My symptoms began in March 2018 and the treatment I was prescribed seems to have stopped the dizziness and vertigo so I feel very lucky that I am not constantly dizzy and my eyes don’t feel as if they are bouncing around and my head isn’t fluttering - there were some really weird symptoms.
I was put on Pizotifen and my neuro-otologist Dr Surenthiran’s 6 Cs diet and that seems to have helped. . However I am in the process of reducing the Pizotifen dosage and now only take 1 x 0.5mg per day and I am feeling a bit unbalanced with a touch of ear pressure , so I may have to up the dosage again - that’s the thing with this it is up and down with good days and bad days.
For me getting rid of the dizziness was crucial - I am not sure I could have coped with that - so I was lucky that the meds worked for me - and the diet of course which I am still on. I guess it took 8 months for me to start feeling more normal - I was off sick for 5 months as there was no way I could have worked.
Have you looked at the Heal your Headache by David Buchholz - it makes very interesting reading and it made a lot of sense - his diet regime is very extreme though and I prefer to stick with Dr S’s 6 Cs which is less restrictive.

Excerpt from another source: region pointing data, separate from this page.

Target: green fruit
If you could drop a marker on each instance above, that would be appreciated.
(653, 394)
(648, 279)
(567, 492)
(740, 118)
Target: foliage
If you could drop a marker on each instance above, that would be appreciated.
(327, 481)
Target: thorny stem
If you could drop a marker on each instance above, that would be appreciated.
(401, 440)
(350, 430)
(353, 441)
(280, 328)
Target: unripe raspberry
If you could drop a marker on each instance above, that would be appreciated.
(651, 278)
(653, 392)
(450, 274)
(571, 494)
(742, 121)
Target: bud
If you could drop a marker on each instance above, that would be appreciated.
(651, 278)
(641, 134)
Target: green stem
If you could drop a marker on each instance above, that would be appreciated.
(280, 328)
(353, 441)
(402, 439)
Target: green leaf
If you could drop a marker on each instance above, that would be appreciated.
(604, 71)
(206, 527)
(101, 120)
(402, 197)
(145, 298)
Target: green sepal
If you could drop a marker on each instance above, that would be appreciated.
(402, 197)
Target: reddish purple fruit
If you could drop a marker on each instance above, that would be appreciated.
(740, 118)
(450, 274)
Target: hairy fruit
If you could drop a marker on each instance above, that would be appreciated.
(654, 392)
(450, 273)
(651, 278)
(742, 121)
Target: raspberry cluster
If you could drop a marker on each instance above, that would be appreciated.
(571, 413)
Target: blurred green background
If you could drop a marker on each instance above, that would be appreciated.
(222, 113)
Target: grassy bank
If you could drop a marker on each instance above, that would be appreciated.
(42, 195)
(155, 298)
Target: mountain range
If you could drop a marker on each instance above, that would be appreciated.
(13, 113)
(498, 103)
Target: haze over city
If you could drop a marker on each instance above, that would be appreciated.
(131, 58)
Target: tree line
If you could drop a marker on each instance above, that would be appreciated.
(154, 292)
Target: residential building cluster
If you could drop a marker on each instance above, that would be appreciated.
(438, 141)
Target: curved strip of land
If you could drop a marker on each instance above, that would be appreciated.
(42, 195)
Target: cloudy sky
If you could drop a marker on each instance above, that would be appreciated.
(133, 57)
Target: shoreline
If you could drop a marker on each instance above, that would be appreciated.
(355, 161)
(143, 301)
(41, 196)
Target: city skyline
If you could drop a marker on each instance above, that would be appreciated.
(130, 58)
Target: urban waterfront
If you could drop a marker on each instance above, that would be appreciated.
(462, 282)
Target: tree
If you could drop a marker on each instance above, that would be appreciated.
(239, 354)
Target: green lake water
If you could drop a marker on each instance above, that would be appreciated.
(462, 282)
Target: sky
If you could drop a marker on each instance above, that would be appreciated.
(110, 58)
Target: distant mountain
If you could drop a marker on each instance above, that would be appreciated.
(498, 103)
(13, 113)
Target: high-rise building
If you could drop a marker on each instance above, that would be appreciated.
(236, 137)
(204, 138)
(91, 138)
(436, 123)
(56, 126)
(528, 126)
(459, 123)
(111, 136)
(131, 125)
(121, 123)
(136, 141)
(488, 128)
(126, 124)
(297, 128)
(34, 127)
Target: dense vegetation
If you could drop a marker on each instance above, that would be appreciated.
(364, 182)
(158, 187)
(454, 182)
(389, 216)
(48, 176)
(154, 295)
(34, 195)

I think if my job made my dizziness worse I may have had a rethink about carrying on with it, but luckily I got better rather than worse. Can you take lots of breaks at work? Staring at a screen for 10 hours will definitely not help,the dizziness - it’s not good for your neck and shoulders either, but building in lots of short breaks might help. I find that if I am on my computer too long, I start to feel off balance so have to remember to move around a lot!
I hope this helps. Jan

It took a while, but here is my best shot at an answer. And no, I haven’t figured out what to do as I remake myself in this brand new corona-world. I was just getting to that when the pandemic and the coming economic collapse came along to tell me I was meant for some other, as yet unknown, direction. I recognize that the post referenced is way off subject, but for me it’s all one thing and one journey.